THK agrees to purchase the blog search engine IceRocket from a group that includes Mark Cuban. The terms of the deal were not disclosed.
Cuban Sells Blog Search Engine
Blog searcher IceRocket looks to get into advertising by joining online marketing holding company Think Partnership.
April 13, 2006
Think Partnership, which owns a variety of ecommerce sites, said Thursday it plans to buy two-year-old blog search engine IceRocket from broadcast entrepreneur Mark Cuban.
Terms of the deal, which Think Partnership spokesman Xavier Hermosillo said he expected to close within 60 days, were not disclosed.
Shares of Think Partnership, formerly known as CGI Holding Corporation, were up $0.09 to $1.95 in recent trading.
The Northbrook, Illinois-based company recently sold $26.5 million of convertible preferred stock, netting $24.8 million, before buying Litmus Media in a half-stock, half-cash deal worth $13 million.
Combined with the company’s reported $2.6 million in cash at the end of 2005, Think Partnership should have about $20 million at its disposal for the IceRocket deal. Mr. Cuban was the sole investor in IceRocket.
“[Think Partnership] has a lot of revenue-generating tools; we’re wanting to bring that to the blogging world,” said IceRocket CEO Blake Rhodes, who will maintain his position.

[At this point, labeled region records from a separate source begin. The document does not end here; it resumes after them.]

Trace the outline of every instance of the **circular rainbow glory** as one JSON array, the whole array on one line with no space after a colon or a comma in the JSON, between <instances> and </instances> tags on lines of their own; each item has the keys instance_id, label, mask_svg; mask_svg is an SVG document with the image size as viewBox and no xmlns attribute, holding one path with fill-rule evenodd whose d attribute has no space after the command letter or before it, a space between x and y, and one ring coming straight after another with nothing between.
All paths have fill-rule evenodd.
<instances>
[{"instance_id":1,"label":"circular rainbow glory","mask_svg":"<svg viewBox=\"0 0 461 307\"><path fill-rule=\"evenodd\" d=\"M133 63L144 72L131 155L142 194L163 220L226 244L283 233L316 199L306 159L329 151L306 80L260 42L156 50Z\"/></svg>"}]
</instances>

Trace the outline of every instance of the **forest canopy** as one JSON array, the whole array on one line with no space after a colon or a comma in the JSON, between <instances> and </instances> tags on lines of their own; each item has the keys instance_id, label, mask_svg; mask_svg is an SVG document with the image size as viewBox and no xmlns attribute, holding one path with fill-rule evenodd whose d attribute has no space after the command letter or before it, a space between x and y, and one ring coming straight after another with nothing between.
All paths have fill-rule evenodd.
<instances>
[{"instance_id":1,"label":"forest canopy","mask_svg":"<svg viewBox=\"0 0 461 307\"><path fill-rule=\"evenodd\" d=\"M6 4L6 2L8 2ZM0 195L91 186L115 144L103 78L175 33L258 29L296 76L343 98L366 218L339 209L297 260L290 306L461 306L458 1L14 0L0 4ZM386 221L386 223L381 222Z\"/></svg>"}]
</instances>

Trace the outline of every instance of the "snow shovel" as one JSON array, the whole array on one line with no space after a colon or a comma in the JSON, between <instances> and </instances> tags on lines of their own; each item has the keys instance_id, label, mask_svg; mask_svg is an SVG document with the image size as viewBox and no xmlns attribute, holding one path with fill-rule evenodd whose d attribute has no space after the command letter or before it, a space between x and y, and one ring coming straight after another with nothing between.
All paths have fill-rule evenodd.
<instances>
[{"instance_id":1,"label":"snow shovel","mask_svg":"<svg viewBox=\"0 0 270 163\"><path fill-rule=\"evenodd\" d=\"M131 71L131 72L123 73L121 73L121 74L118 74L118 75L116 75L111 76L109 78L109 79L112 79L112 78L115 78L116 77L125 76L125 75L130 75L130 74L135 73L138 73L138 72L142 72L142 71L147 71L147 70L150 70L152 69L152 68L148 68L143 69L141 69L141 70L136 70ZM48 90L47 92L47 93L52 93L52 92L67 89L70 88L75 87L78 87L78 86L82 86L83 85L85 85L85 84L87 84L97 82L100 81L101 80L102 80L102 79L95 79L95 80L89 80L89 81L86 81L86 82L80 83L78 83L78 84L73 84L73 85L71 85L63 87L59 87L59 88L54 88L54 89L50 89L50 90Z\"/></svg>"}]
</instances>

He said IceRocket has “millions of users,” including a significant portion who subscribe to RSS (really simple syndication) feeds of searches. The 12-employee company has focused its recent efforts on updating techniques to eliminate spam blogs—or “splogs,” a term Mr. Cuban coined—from search results.
Ads on Blogs
IceRocket now looks to help tie bloggers to Think Partnership’s affiliate advertising resources, meaning it will have to compete with the dominant Google AdSense as well as blog advertising networks.
Mr. Rhodes said the genesis of the deal came from IceRocket’s existing partnership with Litmus. Litmus, which specializes in click fraud prevention in online advertising, powers IceRocket’s sponsored search results.
“Both of our companies are focused on providing the highest integrity services to our users and building core enabling technology that can eliminate click fraud and ‘splogging’ on our networks in real time,” said Mr. Cuban in a statement.
“IceRocket will provide Think Partnership with an innovative platform to help our advertisers leverage the rapidly increasing traffic generated by the popularity of blogs,” added Scott Mitchell, president of Think Partnership.
Growing Pains
The blog search market has gone through growing pains lately, with PubSub CEO Salim Ismail stepping down and a handful of employees leaving Technorati.
“As you move from being a science project to being a real company, there’s a natural attrition that occurs,” said Technorati CEO David Sifry.
Mr. Sifry called the IceRocket deal “a very validating thing for the blogosphere as a whole and for the value of search and discovery.”
Despite fear that entrance of the major search players would wipe out blog search specialists like IceRocket and Technorati, Mr. Sifry reported that his firm had 85 percent growth in the last quarter of last year, when both Google and Yahoo debuted blog search tools. Though he would not disclose the figures, he said page views and users were growing 20 percent month-on-month.
San Francisco-based Technorati makes money from advertising like most search engines, though it does not place contextual ads on blogs. The largest part of its revenue results from syndication deals with media outlets like Newsweek and The Washington Post to deliver discussion of their articles by the blogosphere.